We share the concern regarding Dr. Mann’s account of his July 1 visit to a McDonald’s in Paris. McDonald’s France was made aware of Dr. Mann’s complaints on July 16, and immediately launched a thorough investigation. The McDonald’s France team has contacted Dr. Mann and is awaiting further information from him. In addition, several staff members involved have been interviewed individually, and all independently and consistently expressed that their interaction with Dr. Mann was polite and did not involve a physical altercation. Our crew members and restaurant security staff have informed us that they did not damage any of Mr. Mann’s personal possessions. While we continue to learn more about the situation, we are hearing from customers who have questions about what happened. We urge everyone not to speculate or jump to conclusions before all the facts are known. Our goal is to provide a welcoming environment and stellar service to McDonald’s customers around the world.

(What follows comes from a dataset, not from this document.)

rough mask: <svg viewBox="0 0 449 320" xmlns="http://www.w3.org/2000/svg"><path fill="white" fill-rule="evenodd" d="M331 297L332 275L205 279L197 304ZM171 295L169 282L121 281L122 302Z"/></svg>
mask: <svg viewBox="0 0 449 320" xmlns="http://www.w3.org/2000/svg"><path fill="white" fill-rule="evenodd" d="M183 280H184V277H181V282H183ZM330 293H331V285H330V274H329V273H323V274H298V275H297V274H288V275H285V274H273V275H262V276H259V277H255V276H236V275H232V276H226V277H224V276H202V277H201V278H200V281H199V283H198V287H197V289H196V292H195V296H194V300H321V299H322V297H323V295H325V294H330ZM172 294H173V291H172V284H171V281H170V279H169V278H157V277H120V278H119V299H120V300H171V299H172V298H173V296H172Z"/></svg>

To counter those claims, Mann added a new photo to his blog (shown above) where a man appears to be grabbing on to his Eyetap. Mann says the default on his device is not to store the images, but that it did collect these images because it was being damaged.
At this point, it's still a case of conflicting claims with no evidence beyond Mann's photographs. But the incident highlights much deeper questions that will surely arise in the coming decade. How will society react to humans with wearable and embedded technology? Are cyborgs, as tech ethics organizations suggest, a separate class of people who need to be protected from hate speech and crimes? And how will existing laws about privacy and surveillance deal with people who are constantly recording everything they see?